When offered a deal that would get him out of jail, Baptist preacher John Waller refused to budge.
Waller, imprisoned in Middlesex County in the early 1770s for his beliefs, would have to agree to stop spreading his Baptist message because the only accepted church at the time was the Church of England.
Waller and three other preachers refused the deal and spent 46 days behind bars. In a letter to the judge, Waller explained that he would be "sinning against God" if he kept his faith to himself.
That letter, along with thousands of other documents, is on display in the Heritage Gallery at the Virginia Baptist Historical Society. The museum, on the campus of the University of Richmond, traces Baptist heritage in Virginia....

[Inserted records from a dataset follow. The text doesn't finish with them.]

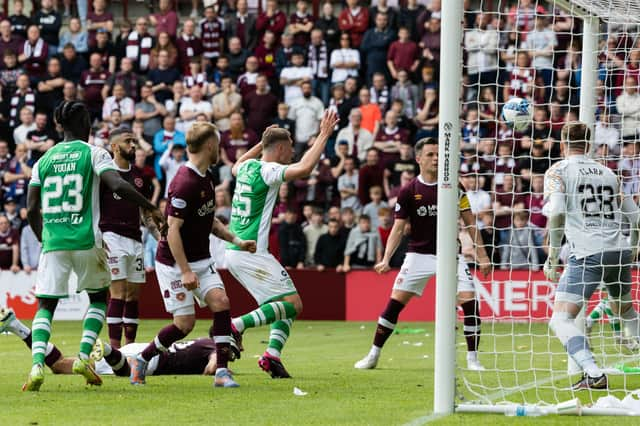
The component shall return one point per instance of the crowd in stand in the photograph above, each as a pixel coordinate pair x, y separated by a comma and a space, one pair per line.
376, 64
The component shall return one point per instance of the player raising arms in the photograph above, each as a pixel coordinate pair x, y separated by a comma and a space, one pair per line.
183, 262
120, 223
64, 212
260, 273
585, 204
417, 204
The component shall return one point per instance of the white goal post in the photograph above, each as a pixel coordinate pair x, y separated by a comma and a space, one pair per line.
498, 390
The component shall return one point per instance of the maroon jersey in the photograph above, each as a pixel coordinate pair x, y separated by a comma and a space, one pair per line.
231, 144
6, 247
212, 37
192, 199
120, 216
418, 203
92, 83
189, 357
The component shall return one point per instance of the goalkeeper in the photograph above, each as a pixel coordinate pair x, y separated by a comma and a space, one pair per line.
585, 202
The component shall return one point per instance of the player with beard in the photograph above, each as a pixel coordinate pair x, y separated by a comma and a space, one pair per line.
120, 224
184, 265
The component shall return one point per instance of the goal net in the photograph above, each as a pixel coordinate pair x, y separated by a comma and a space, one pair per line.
537, 50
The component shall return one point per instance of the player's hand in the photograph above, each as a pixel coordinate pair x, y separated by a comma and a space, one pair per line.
382, 267
190, 280
551, 270
248, 245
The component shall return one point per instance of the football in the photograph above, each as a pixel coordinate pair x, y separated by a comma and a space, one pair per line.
517, 114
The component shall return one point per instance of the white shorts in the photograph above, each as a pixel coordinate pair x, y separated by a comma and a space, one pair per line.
55, 267
177, 299
126, 258
417, 269
261, 274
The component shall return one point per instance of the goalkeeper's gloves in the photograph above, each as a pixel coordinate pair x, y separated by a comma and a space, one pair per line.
552, 265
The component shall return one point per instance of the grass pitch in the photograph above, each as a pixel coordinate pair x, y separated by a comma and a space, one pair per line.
320, 356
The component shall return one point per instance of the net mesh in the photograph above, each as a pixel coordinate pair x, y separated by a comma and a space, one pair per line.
533, 50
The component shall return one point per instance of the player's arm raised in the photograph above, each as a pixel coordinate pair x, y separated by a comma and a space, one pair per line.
221, 231
481, 255
395, 237
305, 166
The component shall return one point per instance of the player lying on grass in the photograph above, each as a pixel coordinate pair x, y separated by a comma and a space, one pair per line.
191, 357
64, 212
584, 202
258, 182
417, 206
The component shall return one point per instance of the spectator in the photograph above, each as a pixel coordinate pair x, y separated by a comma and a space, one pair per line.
329, 250
163, 138
371, 113
354, 20
241, 26
266, 53
348, 186
49, 22
408, 18
9, 246
27, 124
212, 34
17, 175
521, 252
126, 77
430, 41
8, 40
375, 45
271, 19
41, 139
389, 139
192, 106
301, 24
150, 112
50, 87
166, 20
121, 102
318, 61
236, 140
30, 249
312, 232
19, 21
105, 48
628, 105
76, 36
541, 42
260, 106
328, 24
283, 121
403, 54
33, 53
292, 242
345, 61
139, 45
225, 103
23, 97
247, 81
99, 19
363, 248
372, 208
72, 65
307, 112
170, 161
237, 58
292, 77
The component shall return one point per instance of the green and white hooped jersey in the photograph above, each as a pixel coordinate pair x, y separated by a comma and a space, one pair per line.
257, 186
68, 175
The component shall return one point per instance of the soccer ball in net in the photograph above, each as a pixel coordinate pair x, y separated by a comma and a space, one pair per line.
517, 114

Neil, Church history is not black and white and you show this with these mitigating factors. However, in my study of original source documents beginning from the close of the New Testament (with Scripture alone my canon) to the twentieth century, I have come away with a deep appreciation for the men who selflessly pressed for Christian establishmentarianism in many different countries and worked together with pastors, elders, and teachers to bring salvation and sanctification to millions who otherwise would have been lost in the heretical mess we see today. So I want to thank God for the men who resisted the Independency movement, because they are almost entirely rejected and ridiculed, or their teachings and deeds censored by their supporters out of embarrassment. I close with the quote posted below which I appreciate.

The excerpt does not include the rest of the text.